Tuesday, June 28, 2022

Said SM, Marey G. Transatrial Repair of Double Outlet Right Ventricle with L-Malposition of the Great Arteries. June 2022. doi:10.25373/ctsnet.20146928

An eight-month-old, 7.8 kg infant with a base line oxygen saturation measuring in the high 80% range was diagnosed with a double outlet right ventricle (DORV) prenatally. There was also suspicion of right ventricular outflow tract (RVOT) obstruction. Associated anomalies included bilateral superior venae cavae with no bridging vein, presence of patent foramen ovale, and the right coronary artery crossing the pulmonary artery prior to entering the right atrioventricular grove. The repair was performed using a median sternotomy, aortic cannulation, and tri-caval cannulation at mild hypothermia. Gross anatomy showed features of DORV with the aorta located anterior and to the left of the main pulmonary artery. After achieving antegrade cardioplegic arrest, a right atriotomy was performed and the intracardiac anatomy was evaluated. Upon evaluation, the pathway from the left ventricle to the aorta was found to be long. A 14 mm Hemashield graft was cut in half longitudinally and used to create an intraventricular tunnel from the left ventricle to the aorta. Of note, the patient had a quadricuspid aortic valve.
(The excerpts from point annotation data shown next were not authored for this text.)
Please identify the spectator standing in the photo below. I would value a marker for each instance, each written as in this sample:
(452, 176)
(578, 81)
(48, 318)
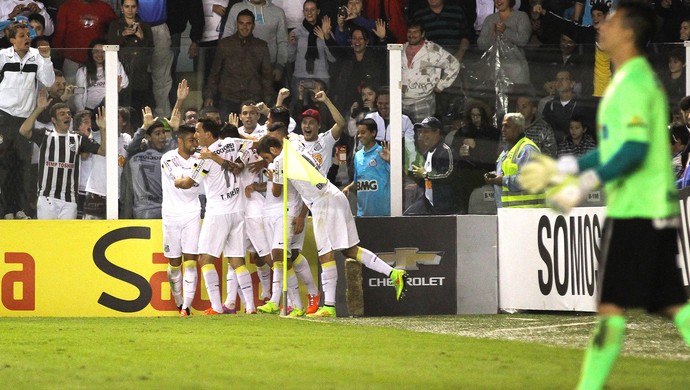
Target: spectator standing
(135, 39)
(96, 184)
(241, 69)
(12, 8)
(23, 69)
(372, 173)
(426, 69)
(392, 13)
(155, 13)
(181, 13)
(439, 164)
(145, 173)
(309, 47)
(566, 105)
(361, 67)
(447, 25)
(78, 23)
(59, 159)
(269, 26)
The baffle was secured with running 6-0 polypropylene suture and further supported with multiple interrupted 6-0 sutures reinforced with bovine pericardial pledgets placed in a horizontal mattress fashion. The aortic and tricuspid valves were tested and deemed competent. The RVOT was evaluated with an appropriately sized dilator and found to be adequate.

Next, a limited aortotomy was performed to evaluate the left ventricular outflow tract (LVOT) and ensure no obstruction to the intracardiac baffle. The patent foramen ovale was then closed and the heart was de-aired after closure of all incisions. Lastly, the cross-clamp was removed. The patient regained his normal sinus rhythm and was subsequently weaned off cardiopulmonary bypass without difficulty on low-dose inotropic support.

The intracardiac pressures were measured directly and confirmed no significant gradient across with the RVOT or LVOT. Transesophageal echocardiogram confirmed widely patent RVOT and LVOT with competent aortic and tricuspid valves in addition to good biventricular functions.

The chest was closed in the standard fashion and the patient was extubated in the operating room. The patient continued to do well during his follow-up period.